Good innovation teams are agile.
They’re able to adapt and take an incremental approach to launching products and services, instead of taking two years until a release.
Visa has one of the good ones. However, it didn’t mean they were without any moments of learning, growth, or evolution.
“Number one, our demand certainly went up,” Chopra says. “And as a result our impact on the network certainly did as well. Secondly, I think where a lot of innovation teams and digital transformation teams generally benefitted is, there’s been such a push to digital. whether you like it or not. Whether you’re a small business or Fortune 100 company, digital has accelerated.”
With innovation teams comprised of developers, designers, product builders, and other digital veterans, it was fairly easy for them to adapt. Even better, the pandemic put them in a position to lead others into this new world of work.
Their skillset had become more valuable during the pandemic.
“So, both from a cultural perspective, as well as a skillset perspective, and certainly from a pipeline perspective, we’ve seen a spike in the impact that we can have through Covid,” Chopra says.
Building a culture of innovation & digital transformation
Creating a culture of innovation isn’t easy.
Neither is putting your company through a digital transformation.
Chopra has seen companies fail time and time again, especially as a consultant prior to his time with Visa.
A company can say all the right things, hire all the right people, and it still doesn’t happen.
However, at Visa, Chopra adds that it feels like innovation has been embedded into the DNA of the fintech company. That despite being over 60 years old as a company, they are still innovating and they’re still relevant in the marketplace.
This is no accident.
They’re still relevant because they’ve put in the work.
So when he’s asked, what does it take for a company of that size to build a successful digital transformation? How do you create a culture of innovation?
He always leads with the same statement.
“Before anything I’d say, tone at the top, right?” Chopra says. “If your highest level of leadership does not really believe that they need to do a digital transformation, if they really don’t invest and take risks in this space, anything you do is not going to work.”

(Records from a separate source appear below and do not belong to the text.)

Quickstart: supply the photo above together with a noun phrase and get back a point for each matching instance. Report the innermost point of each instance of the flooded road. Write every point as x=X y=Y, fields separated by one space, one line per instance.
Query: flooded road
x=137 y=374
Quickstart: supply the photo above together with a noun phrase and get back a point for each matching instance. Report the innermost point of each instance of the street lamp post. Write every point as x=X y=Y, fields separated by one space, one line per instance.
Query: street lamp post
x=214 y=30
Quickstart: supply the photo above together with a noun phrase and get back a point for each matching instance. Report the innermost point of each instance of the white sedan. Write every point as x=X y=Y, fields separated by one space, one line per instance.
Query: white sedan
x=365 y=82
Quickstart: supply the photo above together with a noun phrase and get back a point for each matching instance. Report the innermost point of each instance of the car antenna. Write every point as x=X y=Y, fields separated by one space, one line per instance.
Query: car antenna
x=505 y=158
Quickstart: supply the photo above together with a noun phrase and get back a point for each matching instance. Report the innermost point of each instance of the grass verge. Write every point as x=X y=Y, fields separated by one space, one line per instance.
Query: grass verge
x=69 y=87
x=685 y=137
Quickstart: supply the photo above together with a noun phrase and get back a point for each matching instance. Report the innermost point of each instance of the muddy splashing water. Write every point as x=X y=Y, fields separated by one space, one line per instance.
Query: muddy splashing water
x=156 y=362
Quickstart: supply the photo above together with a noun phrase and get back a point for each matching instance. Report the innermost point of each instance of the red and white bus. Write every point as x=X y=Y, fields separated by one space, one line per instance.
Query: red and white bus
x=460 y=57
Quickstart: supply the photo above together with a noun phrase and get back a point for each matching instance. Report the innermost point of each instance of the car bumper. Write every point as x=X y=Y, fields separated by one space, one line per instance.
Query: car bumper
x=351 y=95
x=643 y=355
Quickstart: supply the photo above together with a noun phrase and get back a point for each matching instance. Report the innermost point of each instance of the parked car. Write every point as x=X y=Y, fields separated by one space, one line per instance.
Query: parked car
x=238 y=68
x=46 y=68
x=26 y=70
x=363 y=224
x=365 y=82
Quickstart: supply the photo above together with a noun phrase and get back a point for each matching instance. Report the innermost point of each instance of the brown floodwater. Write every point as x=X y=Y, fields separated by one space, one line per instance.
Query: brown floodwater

To build further on that, he feels having a culture that embraces new ideas and a new way of thinking is equally important and can accelerate the process.
When Chopra first arrived at Visa, he was a bit concerned with how well received he would be at the company. He was new to the payments industry and was surrounded by colleagues who had spent decades in the space.
Why should they listen to this person who doesn’t have the experience?
However, it was the very thing that made him different that his new coworkers embraced.
“In fact, very quickly folks like myself who came from diverse backgrounds and digital-first ways of doing things, we actually became subject matter experts,” Chopra says. “Our council was really well-valued and very seamlessly integrated into this position.”
The ability to offer a fresh set of eyes, a different perspective in solving problems, and even just a different approach to the work is something that is crucial to nurturing innovation.
“Diversity is also absolutely important,” Chopra says. “You can’t expect to hire exactly the kind of people like you always did and ask them to work on the exact same kind of projects as you always did and expect innovation to happen.”
No matter your approach to disrupting an industry or leading innovation, it’s important to look at the process through a positive lens. Change is not always embraced by everyone in the beginning, and sometimes it’s not until well after there is success that people will accept it.
So if you’re going to try to make a difference, have fun along the way.
“If I just look at the word disruption and the way it gets perceived, it almost without exception has a negative connotation to it,” Chopra says. “It’s like it’s always a bad thing. But I think if you really want to be successful you have to get excited by it, right? What’s the fun in coming to work every day if nothing changes and you’re not pushed to innovate yourself? What you perceive negatively as disruptors might actually hold the keys to help you innovate.”